Another big ticket Amedeo Modigliani portrait is coming to auction at Sotheby’s London, in the Impressionist and modern art evening sale on June 21. Featuring Modigliani’s lover, artist Jeanne Hébuterne, the painting is expected to fetch more than £28 million ($40 million), according to a press release.
The auction house writes that the canvas, titled Jeanne Hébuterne (Au Foulard), “reveals a tender moment between a pioneering Modernist and his loyal muse.”
The painter met Hébuterne, a young art student, in 1917, and the two were said to be inseparable for the last three years of Modigliani’s life. Following his death of tuberculous in 1920, Hébuterne, who was reportedly pregnant with their child, committed suicide by jumping out of a window.
The painting, despite its tragic air, is unlikely to match the $170 million sale price achieved by Modigliani’s Nu Couché (Reclining Nude), 1917–18, which became the second-most expensive painting ever sold at auction at Christie’s New York in November 2015. Needless to say, the final hammer price was considerably more than the already-impressive $100 million pre-sale estimate.

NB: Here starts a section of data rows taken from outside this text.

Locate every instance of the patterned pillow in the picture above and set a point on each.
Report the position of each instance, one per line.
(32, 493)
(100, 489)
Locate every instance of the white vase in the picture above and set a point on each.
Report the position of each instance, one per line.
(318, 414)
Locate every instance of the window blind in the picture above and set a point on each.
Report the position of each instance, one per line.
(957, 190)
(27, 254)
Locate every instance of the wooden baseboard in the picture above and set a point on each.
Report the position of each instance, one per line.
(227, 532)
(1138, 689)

According to the artnet Price Database, a sale of $40 million would make Jeanne Hébuterne the seventh most expensive work by the artist to come to auction. Prior to Nu Couché, Modigliani’s record belonged to the stone sculpture Tête (1911–12), which fetched $70.7 million at Sotheby’s New York in November 2014. A similar work by the same name (circa 1910–12) brought in $43.1 million ($52.3 million) at Christie’s Paris in June 2010. And another nude portrait, Nu assis sur un divan (La belle romaine), 1917, sold for $69 million, also at Sotheby’s New York, in 2010.
The artists’s fifth- and sixth-most valuable works are two other portraits of women: Paulette Jourdain (circa 1919), sold for $42.8 million at Sotheby’s New York in November 2015; and Jeanne Hébuterne (Au chapeau), 1919, which went for £26.9 million ($42.1 million) at Christie’s London in February 2013.

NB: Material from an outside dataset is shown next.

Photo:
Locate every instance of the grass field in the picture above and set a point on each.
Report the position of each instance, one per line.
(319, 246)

The Hébuterne canvas has been in a private collection since 1986, and is expected, along with Pablo Picasso‘s Femme Assise (1909), an early Cubist portrait, to spark increased interest in the upcoming sale.

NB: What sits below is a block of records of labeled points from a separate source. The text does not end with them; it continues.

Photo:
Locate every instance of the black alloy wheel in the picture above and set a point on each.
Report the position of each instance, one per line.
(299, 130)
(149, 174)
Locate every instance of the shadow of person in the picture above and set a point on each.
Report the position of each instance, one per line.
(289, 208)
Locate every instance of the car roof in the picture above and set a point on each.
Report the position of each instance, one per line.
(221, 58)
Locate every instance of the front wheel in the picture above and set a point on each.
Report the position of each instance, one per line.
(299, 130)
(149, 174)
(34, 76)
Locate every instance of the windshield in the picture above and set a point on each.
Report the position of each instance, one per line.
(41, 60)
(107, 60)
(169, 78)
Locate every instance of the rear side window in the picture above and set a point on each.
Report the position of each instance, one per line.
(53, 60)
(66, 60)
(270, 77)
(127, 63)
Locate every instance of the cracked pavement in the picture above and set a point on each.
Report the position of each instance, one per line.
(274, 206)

“There is such a fascinating dialogue between the Modigliani portrait of Jeanne and the Cubist portrait of Fernande by Picasso,” noted Thomas Bompard, Sotheby’s head of Impressionist and modern art evening sales, in a statement. “Obsessed by their lovers’ features, both brought the art of portraiture into the modern era. One is expressed in beautiful curves and colors, the other is all about sharp angles and light effects.”